Leonard and colleagues found that the MIRE treatments resulted in a significant increase in sensation in individuals with baseline sensation of 6.65 Semmes-Weinstein Monofilament (SWM) after 6 and 12 active treatments as well as a decrease in neuropathic symptoms as measured by the Michigan Neuropathy Screening Instrument.16 Prendergast and colleagues noted improved electrophysical changes in both large and small myelinated nerve fibers of patients with DPN following 10 MIRE treatments.17 When studying 49 patients with DPN, Kochman and colleagues found 100% of participants had improved sensation after 12 MIRE treatments when tested with monofilaments.18
An additional benefit of MIRE treatment is that it can be safely performed at home once the patient is educated on proper use and application. Home DPN treatment has the potential to decrease the burden this population places on health care systems by reducing provider visits, medication, hospitalization secondary to pain, ulceration, fall injuries, and amputations.
Methods
This was a prospective, case series pilot study designed to measure changes in patient pain levels using the visual analog scale (VAS) and Pain Outcomes Questionnaire-VA (POQ-VA), degree of protective sensation loss as measured by SWM, and fall risk as denoted by Tinetti scores from entry to 6 months. Informed consent was obtained prior to treatment, and 33 patients referred by primary care providers and specialty clinics met the criteria and enrolled in the study. Twenty-one patients completed the entire 6-month study. The nonparametric Friedman test with a Dunn’s multiple comparison (DMC) post hoc test was used to analyze the data from the initial, 4-week, 3-month, and 6-month follow-up visits.
Setting and Participants
The study was performed in the Outpatient Physical Therapy Department at WJBDVAMC. Veterans with DPN who met the inclusion/exclusion criteria were enrolled. Inclusion criteria specified that the participant must be referred by a qualified health care provider for the treatment of DPN, be able to read and write in English, have consistent transportation to and from the study location, and be able to apply MIRE therapy as directed at home.

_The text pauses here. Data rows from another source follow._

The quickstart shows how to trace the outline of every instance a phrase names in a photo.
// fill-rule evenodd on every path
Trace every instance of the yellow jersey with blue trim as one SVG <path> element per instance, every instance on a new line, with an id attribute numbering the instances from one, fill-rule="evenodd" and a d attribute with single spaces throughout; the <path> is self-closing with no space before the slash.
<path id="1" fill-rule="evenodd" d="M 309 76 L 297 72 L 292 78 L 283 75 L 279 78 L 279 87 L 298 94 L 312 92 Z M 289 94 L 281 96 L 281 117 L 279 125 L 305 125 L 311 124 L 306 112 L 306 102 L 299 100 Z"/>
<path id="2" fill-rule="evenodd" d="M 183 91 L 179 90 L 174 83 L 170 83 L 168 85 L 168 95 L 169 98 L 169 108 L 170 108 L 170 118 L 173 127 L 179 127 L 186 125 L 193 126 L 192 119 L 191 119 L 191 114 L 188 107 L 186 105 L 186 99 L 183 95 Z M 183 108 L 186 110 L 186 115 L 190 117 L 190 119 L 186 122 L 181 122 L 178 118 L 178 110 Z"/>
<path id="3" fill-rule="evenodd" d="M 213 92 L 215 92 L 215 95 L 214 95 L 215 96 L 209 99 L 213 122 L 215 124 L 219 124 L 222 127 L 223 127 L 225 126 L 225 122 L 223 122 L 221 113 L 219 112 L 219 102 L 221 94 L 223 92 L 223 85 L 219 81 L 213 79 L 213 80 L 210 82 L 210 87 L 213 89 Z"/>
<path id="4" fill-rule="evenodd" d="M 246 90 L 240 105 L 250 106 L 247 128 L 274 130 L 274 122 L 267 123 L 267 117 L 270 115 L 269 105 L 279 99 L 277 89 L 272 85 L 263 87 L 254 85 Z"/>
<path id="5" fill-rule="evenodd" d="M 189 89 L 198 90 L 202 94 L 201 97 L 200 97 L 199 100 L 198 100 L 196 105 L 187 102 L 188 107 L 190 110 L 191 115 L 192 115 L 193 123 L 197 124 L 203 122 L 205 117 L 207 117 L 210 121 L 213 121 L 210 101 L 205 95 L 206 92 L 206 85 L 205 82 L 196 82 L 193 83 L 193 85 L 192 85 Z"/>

Exclusion criteria were subjects for whom MIRE or exercise were contraindicated. Subjects were excluded if they had medical conditions that suggested a possible decline in health status in the next 6 months. Such conditions included a current regimen of chemotherapy, radiation therapy, or dialysis; recent lower extremity amputation without prosthesis; documented active alcohol and/or drug misuse; advanced chronic obstructive pulmonary disease as defined as dyspnea at rest at least once per day; unstable angina; hemiplegia or other lower extremity paralysis; and a history of central nervous system or peripheral nervous system demyelinating disorders. Additional exclusion criteria included hospitalization in the past 60 days, use of any apparatus for continuous or patient-controlled analgesia; history of chronic low back pain with documented radiculopathy; and any change in pertinent medications in the past 60 days, including pain medications, insulin, metformin, and anti-inflammatories.
Interventions
Subjects participated in a combined physical therapy approach using MIRE and a standardized balance program. Patients received treatment in the outpatient clinic 3 times each week for 4 weeks. The treatment then continued at the same frequency at home until the scheduled 6-month follow-up visit. Clinic and home treatments included application of MIRE to bilateral lower extremities and feet for 30 minutes each as well as performance of a therapeutic exercise program for balance.
In the clinic, 2 pads from the MIRE device (Anodyne Therapy, LLC, Tampa, FL) were placed along the medial and lateral aspect of each lower leg, and an additional 2 pads were placed in a T formation on the plantar surface of each foot, per the manufacturer’s recommendations. The T formation consisted of the first pad placed horizontally across the metatarsal heads and the second placed vertically down the length of the foot. Each pad was protected by plastic wrap to ensure proper hygiene and secured. The intensity of clinic treatments was set at 7 bars, which minimized the risk of burns. Home treatments were similar to those in the clinic, except that each leg had to be treated individually instead of simultaneously and home MIRE units are preset and only function at an intensity that is equivalent to around 7 bars on the clinical unit.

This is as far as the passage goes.